Дом деда Василия стоит на самом верху. Но это совсем не его дом, а дядин Мишин, а дедов совсем в другом месте, маленький, потому что большой сгорел и дед стал погорельцем, и там негде поместиться. Сразу же за домом сарай с дровами, коровий, овечий, поросячий, куриный и гусиный дом, а уже за ними огород, в котором растет картошка длинными-предлинными рядами, капуста, лук, морковка и еще какая-то трава. Вдоль ограды несколько вишен с зелеными ягодами, ужасно кислыми, какие-то кусты тоже с ягодами, и тоже очень кислыми на вид, так что я даже не стал их пробовать.

Мы, то есть я, мама и Людмилка, прошли огородом по узенькой тропиночке мимо бани и вышли за околицу. Околица – это такой забор из длинных серых жердей, привязанных к кольям, чтобы колхозная скотина не поела дядимишину картошку и капусту. Я пролез между жердями, Людмилка проползла под ними, а маме пришлось жерди поднимать, чтобы пройти, и снова класть на место.

Вдали виднелись мужики. Они во что-то играли, вертясь, размахивая палками и едва-едва переступая ногами. Может, они что-то потеряли в траве, может, они ловили жуков и кузнечиков.

– Во-он папа, – сказала мама, показывая пальцем на одного из мужиков в белой рубахе.

Папа, на мой взгляд, ничем не отличался от других мужиков. Он отличился, когда мы подошли близко. Но совсем близко мама нас не пустила.

– А что они деют? – спросил я, когда мы были еще далеко.

– Не деют, а делают, – говорит мама и требует: – Повтори.

– Деют, – повторяю я.

– Господи, – говорит мама. – И когда ты только научишься правильно говорить?

А папа сердится:

– Ты чего язык ломаешь? – сердится папа.

– Я не ямаю, – отвечаю я. – Он сам.

– Он сам так не может, – еще больше сердится папа. – Вот возьму табя и отшлепаю ремешком.

– Ага, – говорю я. – А сам?

– Что сам?

– А табя? Язве это пьявильно?

Папа хмурится и не говорит ничего, потому что он, говорит мама, из Белоруссии, а там, говорит мама, все говорят неправильно.

– Мам, ну мам! – дергаю я маму за рукав. – Что они деют?

– Косят траву, – ответила мама. – Трава высохнет, станет сеном. Сено будет есть зимой коровка и давать молочко, молочко затопят в печке – будет пенка.

Так вот, оказывается, откуда берутся коричневые пенки!

На мне матроска, бескозырка с надписью «Аврора» и короткие штанишки. Мы идем по полю между рядами скошенной травы. В кустах поют какие-то птички, в траве трещат кузнечики, летают стрекозы, над деревьями суетятся вороны и бестолково спрашивают друг у друга одно и то же: «Ка-ак? Ка-ак?» За деревьями блестит река. По другую сторону от сенокоса темнеет лес. Из лесу доносится голос кукушки – почти такой же, как из часов, что висят дома на стене. А еще какая-то птичка спряталась в траве и торопливо повторяет: «Пить хочу! Пить хочу!» Вот глупенькая! Речка-то совсем рядом. А еще вокруг летают разноцветные бабочки, бегают какие-то птички с длинными хвостиками. Хвостики у птичек трясутся, птички подпрыгивают, хватают кузнечиков и бабочек и улетают. Потом прилетают снова.

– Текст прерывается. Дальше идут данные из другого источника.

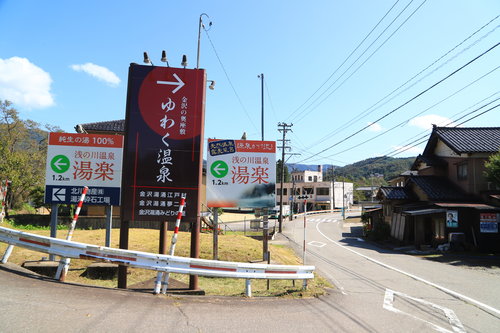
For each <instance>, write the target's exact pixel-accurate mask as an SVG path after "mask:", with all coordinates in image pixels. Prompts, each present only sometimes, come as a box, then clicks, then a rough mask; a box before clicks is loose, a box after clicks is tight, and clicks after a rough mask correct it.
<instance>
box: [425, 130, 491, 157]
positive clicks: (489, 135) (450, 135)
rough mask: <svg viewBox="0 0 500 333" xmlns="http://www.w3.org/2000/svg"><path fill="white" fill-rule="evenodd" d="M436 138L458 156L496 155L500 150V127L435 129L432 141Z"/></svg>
mask: <svg viewBox="0 0 500 333" xmlns="http://www.w3.org/2000/svg"><path fill="white" fill-rule="evenodd" d="M434 136H435V137H437V138H439V139H440V140H442V141H443V142H444V143H445V144H446V145H447V146H449V147H450V148H451V149H452V150H453V151H455V152H456V153H458V154H466V153H495V152H497V151H498V150H499V149H500V127H434V129H433V131H432V134H431V139H432V137H434ZM431 139H430V140H429V141H431ZM426 150H427V147H426ZM424 155H427V154H425V152H424Z"/></svg>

– А куда етят тички? – спрашиваю я у мамы.

– Кормить деток.

– А де деки?

– В лесу.

– Подем помотим.

– Нельзя: там гадюки. Они кусаются.

Мы постояли, посмотрели, как папа с мужиками косит для коровки траву, и пошли на другой луг собирать дикую клубнику. Я ползал по траве на четвереньках, разгребал ее руками, но клубника так хорошо умела прятаться, что я никак не мог ее найти.

– Да вот же она! – говорила мама, показывая мне притаившиеся под листиками красные ягоды. – А вот еще. И еще.

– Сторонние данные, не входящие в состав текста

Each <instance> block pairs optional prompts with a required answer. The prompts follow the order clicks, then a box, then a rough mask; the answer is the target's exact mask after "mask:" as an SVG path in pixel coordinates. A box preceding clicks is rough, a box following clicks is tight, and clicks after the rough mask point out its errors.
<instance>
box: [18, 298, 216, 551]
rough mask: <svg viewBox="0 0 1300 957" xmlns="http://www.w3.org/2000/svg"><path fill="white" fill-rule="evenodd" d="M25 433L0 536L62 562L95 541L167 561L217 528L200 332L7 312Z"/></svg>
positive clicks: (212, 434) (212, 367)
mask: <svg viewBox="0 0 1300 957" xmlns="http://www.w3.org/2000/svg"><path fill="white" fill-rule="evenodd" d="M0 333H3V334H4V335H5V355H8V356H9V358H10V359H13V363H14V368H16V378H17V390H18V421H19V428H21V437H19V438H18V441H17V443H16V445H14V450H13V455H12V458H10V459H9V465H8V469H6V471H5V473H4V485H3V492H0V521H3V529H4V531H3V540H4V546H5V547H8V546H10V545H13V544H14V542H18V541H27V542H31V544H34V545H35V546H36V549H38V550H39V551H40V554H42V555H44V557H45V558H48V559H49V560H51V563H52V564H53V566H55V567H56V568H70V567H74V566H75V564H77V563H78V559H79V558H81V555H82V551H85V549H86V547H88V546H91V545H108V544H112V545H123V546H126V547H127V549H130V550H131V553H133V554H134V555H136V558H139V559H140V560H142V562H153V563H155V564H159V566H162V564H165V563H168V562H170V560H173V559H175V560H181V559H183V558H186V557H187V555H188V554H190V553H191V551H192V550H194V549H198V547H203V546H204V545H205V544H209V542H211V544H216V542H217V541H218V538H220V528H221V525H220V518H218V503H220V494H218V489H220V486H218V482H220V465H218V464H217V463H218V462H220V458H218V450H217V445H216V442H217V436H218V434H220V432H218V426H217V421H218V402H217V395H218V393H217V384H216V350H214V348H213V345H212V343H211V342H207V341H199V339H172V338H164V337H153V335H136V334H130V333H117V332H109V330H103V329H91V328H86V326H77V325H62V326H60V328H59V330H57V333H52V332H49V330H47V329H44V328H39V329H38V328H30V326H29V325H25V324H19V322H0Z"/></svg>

Я засовывал в рот ягоды, показанные мамой, и полз дальше. Почему-то мне ягоды показываться не хотели, а маме хотели. Но я не обижался на них: это так интересно играть в прятки с ягодами. Зато когда найдешь сам, без маминой подсказки, ягода так вкусно пахнет, такая она сладкая, что даже вкуснее пенки и меда.

Тут Людмилку укусила большая слепая муха, Людмилка расплакалась, и мы пошли домой в деревню. И вокруг меня тоже вились слепые мухи и страшно гудели, но я шел тихо, чтобы они меня не услыхали. Да только Людмилка так громко плакала, что и меня тоже укусила слепая муха. Однако я не стал плакать: ведь я мужик, а не баба. К тому же еще и моряк.